Katie Royster, director of behavioral health, frequently works with the younger children and their family.
She said she’s seeing a few trends, including children being reared by their grandparents, individuals who are often many years removed from day-to-day parenting.
“We’ve had children parenting children all the way to older adults,” Royster said.
They both find the work very satisfying.
“You have your tough days,” Larson-White said. “But there’s more positive. When you see people make change. Even a little one, for them it’s a huge change. You see youth graduate high school, get into Iowa Central then find a job. It’s so rewarding.”
“You made a difference,” Royster said.
There are also a variety of substance abuse programs offered.
“We are licensed to provide extended outpatient for adults and adolescent extended and intensive,” Larson-White said.
She said they also do operating while intoxicated evaluations and work closely with the Iowa Department of Human Services.
“I work a lot with DHS on some of their cases,” Larson-White said. “We’re also involved with family treatment court which is for individuals who’ve had their children removed.”
A client who comes to Children & Families of Iowa is carefully evaluated to make sure they receive the correct services and are then matched to a therapist, sometimes more than one.
“We all work together,” Royster said. “We match the client to the clinician.”
They also have a home-based program for individual therapy and medication management through Medicaid.
Larson-White said that once a client is approved for the program clinicians work with the family there.

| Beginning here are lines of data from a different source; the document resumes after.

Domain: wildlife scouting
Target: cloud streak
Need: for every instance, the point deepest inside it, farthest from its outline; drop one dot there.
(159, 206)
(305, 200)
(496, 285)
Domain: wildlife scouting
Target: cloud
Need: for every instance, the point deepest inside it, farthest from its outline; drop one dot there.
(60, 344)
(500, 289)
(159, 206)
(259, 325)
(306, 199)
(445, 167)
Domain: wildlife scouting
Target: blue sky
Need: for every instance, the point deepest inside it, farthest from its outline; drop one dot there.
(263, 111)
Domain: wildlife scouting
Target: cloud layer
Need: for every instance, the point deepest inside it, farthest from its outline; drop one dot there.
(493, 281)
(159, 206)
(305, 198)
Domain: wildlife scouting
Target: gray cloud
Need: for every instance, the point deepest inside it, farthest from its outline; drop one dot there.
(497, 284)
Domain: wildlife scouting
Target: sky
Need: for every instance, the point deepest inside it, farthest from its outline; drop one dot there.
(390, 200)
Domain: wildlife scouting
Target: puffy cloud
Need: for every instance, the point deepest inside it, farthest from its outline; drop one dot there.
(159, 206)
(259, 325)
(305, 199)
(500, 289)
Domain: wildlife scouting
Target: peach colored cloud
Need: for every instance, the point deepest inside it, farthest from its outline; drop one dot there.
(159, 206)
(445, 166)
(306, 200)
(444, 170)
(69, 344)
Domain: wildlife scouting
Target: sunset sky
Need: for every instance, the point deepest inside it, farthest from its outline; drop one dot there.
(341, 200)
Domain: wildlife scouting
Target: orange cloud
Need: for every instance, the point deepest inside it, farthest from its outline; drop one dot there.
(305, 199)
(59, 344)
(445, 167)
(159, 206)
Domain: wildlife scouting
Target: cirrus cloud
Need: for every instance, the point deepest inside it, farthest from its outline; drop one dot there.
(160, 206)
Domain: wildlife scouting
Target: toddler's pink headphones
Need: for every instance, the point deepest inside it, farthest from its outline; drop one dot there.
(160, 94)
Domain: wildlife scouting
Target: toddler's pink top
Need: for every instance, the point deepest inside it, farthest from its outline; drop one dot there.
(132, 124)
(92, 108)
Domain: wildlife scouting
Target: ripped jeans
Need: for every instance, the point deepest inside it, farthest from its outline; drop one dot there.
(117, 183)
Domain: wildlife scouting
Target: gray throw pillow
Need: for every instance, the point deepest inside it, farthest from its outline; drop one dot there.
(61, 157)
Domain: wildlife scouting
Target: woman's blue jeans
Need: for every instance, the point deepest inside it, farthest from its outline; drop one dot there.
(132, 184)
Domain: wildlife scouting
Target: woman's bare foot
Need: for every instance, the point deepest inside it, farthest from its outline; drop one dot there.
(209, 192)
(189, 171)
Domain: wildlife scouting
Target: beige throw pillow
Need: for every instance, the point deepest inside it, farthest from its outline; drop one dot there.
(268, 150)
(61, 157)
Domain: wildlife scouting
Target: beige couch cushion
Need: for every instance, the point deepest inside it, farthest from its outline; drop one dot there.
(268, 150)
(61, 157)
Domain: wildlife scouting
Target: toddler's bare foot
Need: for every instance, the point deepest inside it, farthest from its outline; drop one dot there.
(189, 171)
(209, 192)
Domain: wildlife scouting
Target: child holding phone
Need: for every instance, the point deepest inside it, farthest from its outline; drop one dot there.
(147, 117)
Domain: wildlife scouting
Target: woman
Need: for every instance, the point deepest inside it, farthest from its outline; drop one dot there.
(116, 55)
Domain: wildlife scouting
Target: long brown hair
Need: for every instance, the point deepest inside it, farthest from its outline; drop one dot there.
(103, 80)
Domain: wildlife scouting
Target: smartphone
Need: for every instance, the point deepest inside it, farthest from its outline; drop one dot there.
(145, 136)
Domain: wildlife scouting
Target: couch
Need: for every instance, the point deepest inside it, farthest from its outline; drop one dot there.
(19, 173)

“We might have a child with ADHD or depression, they might be acting out,” she said. “The clinician’s job is to go into the home to help them learn to manage the symptoms.”
“We work with a lot of parents that maybe don’t have the skills,” Royster said. “We try to break the cycle.”
They also work closely with a psychologist through telehealth who is able to prescribe any needed medication.
Licensed Mental Health Clinicians Myra Schnieders and Liam Burnside also see clients.
Children & Families of Iowa is located at 111 Ave. O.